Nous terminons aujourd’hui notre série sur la tendance à opposer les outils low-tech et les outils high-tech en CAA !


Nous avons conclu, dans les deux premiers volets de cette série :

  • Qu'il n’y avait pas lieu de suivre un ordre dicté à l’avance dans l’introduction des outils de CAA et que l’utilisation des outils low-tech n’était pas un point de départ obligatoire ;

  • Qu’en misant tout sur des outils high-tech seulement, on risquait de faire vivre à nos utilisateurs de nombreux bris de communication, pouvant déboucher, entre autres sur des comportements-défis.

Pour lire les publications à ce sujet, cliquez sur les liens suivants :

Utiliser des outils low-tech a beaucoup d’avantages. Néanmoins, ces aides ont aussi leurs limites, et il nous semblait important d’en aborder certaines, dans ce dernier volet de notre série !


#3 Pourquoi ne pas se contenter des outils low-tech ?



Discutons aujourd'hui de 5 limites des outils low-tech que peuvent pallier les outils high-tech !


Limite 1 : Utiliser seulement des outils low-tech peut priver l’utilisateur d’une exposition à un vocabulaire complet et limite le développement langagier.

En dehors du PODD, la plupart des outils low-tech ne disposent pas d’un stock de vocabulaire suffisamment complet pour permettre à l’utilisateur de communiquer tout ce qu’il veut dire (ex.: transmettre des informations, faire des commentaires, demander quelque chose, raconter une blague, protester, etc.). Ils ne correspondent donc pas à eux seuls au critère de robustesse que l’on recherche en CAA (cf notre publication “Systèmes de CAA “robustes” : parlons-en !”, sur ce que signifie le terme “robuste”, en CAA).

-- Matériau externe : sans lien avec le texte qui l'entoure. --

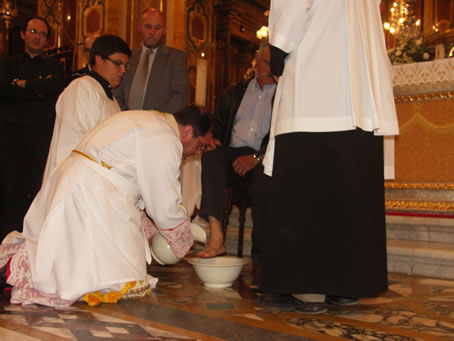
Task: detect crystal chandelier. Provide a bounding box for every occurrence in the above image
[383,0,409,34]
[256,26,268,39]
[0,0,17,30]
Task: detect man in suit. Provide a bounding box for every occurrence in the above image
[198,41,276,280]
[115,9,190,114]
[0,17,65,230]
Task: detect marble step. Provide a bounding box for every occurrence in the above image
[387,240,454,279]
[200,209,454,279]
[386,215,454,243]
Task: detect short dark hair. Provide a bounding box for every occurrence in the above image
[89,34,131,66]
[173,104,213,137]
[21,16,52,39]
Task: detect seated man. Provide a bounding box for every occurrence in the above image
[43,35,131,181]
[0,106,212,307]
[199,41,276,270]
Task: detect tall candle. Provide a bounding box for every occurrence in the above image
[195,58,208,107]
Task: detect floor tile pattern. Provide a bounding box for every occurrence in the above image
[0,261,454,341]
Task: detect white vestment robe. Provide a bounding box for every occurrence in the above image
[43,76,121,182]
[264,0,399,175]
[23,111,192,300]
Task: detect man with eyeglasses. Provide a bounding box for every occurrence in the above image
[0,17,65,233]
[43,35,131,182]
[115,9,190,114]
[0,106,212,307]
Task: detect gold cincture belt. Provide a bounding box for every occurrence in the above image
[73,149,112,169]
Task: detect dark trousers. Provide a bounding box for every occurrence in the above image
[199,147,270,263]
[2,121,53,231]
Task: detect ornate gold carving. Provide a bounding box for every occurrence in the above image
[394,91,454,103]
[385,200,454,213]
[385,182,454,191]
[399,101,454,135]
[385,182,454,214]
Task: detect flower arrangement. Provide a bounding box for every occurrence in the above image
[388,36,431,64]
[383,0,432,64]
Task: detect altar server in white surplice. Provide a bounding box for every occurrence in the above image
[0,106,212,306]
[43,35,131,182]
[259,0,399,314]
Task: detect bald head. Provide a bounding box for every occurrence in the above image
[137,8,167,48]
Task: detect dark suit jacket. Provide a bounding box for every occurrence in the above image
[114,45,190,114]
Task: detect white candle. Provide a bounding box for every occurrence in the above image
[195,58,208,107]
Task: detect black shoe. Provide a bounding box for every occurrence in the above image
[325,296,358,307]
[257,293,328,314]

Certains systèmes de communication, tels que les classeurs/cartables de communication de type PECS, se remplissent de vocabulaire au fur et à mesure que les mots sont introduits dans l’apprentissage. De ce fait, durant les trois premières phases de l’entraînement, qui visent à stimuler les demandes, les noms communs sont surreprésentés. Ainsi, on risque de priver le jeune d’une exposition à un vocabulaire riche et diversifié, pendant les premières étapes du PECS, si on n’utilise pas d’autres outils pour modéliser en parallèle (ex. : tableaux de vocabulaire de base) et limiter de ce fait le développement langagier (dont notamment, la possibilité d’allonger la longueur des énoncés, par des combinaisons incluant des verbes, des adjectifs, des pronoms, etc.).

Limite 2 : Utiliser seulement des outils low-tech peut réduire la stimulation et l'exposition de l’utilisateur à des fonctions de communication variées.

Certains outils low-tech, comme le PODD ou les tableaux de langage assisté favorisent l’expression de différentes intentions de communication, telles que le refus, les questions, les commentaires, etc.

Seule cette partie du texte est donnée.